The two species fill each others' gaps.
Dogs don't see as well as humans. People see more color and detail.
A tremendous amount of the human brain is devoted to vision.
But dogs have much better peripheral vision and they are considerably
more capable of perceiving movement than people are.
Dogs can hear much higher frequencies that
humans. A dog's brain has twenty times more olfactory neurons
than a human brain. Donald McCaig wrote, "Since dogs could
hear and smell better than men, we could concentrate on sight."
And even our tastes complemented each other
well. Animal behaviorist Dennis Fetko points out that humans
usually ate the meat and fat, "while throwing away the very
things wolves craved bones, offal, fur, horns and hoofs."
"By tapping wolves' protective, territorial
instincts," wrote Lowell Ponte, "our ancestors acquired
watchdogs.

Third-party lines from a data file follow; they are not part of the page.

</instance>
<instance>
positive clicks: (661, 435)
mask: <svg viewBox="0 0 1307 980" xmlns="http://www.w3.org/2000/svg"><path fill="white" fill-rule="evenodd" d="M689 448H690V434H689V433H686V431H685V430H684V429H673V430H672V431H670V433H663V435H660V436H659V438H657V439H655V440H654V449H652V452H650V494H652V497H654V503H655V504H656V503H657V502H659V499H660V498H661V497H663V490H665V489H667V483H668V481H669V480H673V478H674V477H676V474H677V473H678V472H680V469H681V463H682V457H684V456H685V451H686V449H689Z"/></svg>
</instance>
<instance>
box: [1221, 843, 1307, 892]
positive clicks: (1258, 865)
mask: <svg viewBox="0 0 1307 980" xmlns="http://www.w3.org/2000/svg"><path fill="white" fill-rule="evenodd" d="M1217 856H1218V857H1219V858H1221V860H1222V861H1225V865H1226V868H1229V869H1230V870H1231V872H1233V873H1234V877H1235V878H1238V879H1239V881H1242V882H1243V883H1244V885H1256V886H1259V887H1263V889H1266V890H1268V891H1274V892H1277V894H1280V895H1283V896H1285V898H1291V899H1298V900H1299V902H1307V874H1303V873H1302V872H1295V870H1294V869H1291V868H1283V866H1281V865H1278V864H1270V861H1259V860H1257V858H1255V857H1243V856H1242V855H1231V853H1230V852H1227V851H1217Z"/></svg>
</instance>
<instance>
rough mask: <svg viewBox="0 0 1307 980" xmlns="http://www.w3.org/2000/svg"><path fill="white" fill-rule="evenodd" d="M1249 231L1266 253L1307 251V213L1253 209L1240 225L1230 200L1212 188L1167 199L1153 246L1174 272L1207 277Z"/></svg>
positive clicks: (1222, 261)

Other predators such as bears tended to avoid them."
While we were selectively breeding wolves
to produce characteristics we wanted, their skills and companionship
may have allowed us to evolve in certain ways. We didn't need
to rely so much on our sense of smell, for example.
The combination of dog and human creates
a superspecies with greatly expanded powers. This superspecies
can hear very high frequencies, see great detail in color, detect
movement extremely well, and has great peripheral vision. This
superpredator can detect the faintest odor in the air of enemy
or foodsource and has the endurance and speed to chase down any
prey and the ability to make weapons that will kill any prey.
We have benefited greatly from our alliance
with dogs. And they also gained benefits. Dogs have nearly twice
the life-span of wolves in the wild.
There might have been a kind of selection
for humans who liked dogs. It is entirely possible that we have
evolved to enjoy the company of dogs. That may be why dogs have
a good effect on our health and moods. It may be why merely petting
a dog lowers a person's blood-pressure and general anxiety level.
Whatever the explanation, most people respond to dogs, particularly
their own dog, with a general lowering of anxiety.
Researchers at Cambridge University found
that after getting a dog, a person's general health improves.
"Dogs help us psychologically," writes Toyoharu Kojima,
author of Legacy
of the Dog. "Tests have shown that walking a dog, or
just having one as a companion, effectively helps speed recovery
from an illness and aid in rehabilitative efforts."
UCLA researcher Judith Siegel studied a
thousand elderly people. Those who owned a dog required twenty
percent less medical care than people without a pet.
So here is an anxiety-lowering and stress-reducing
method that may not have occurred to you: Get a dog.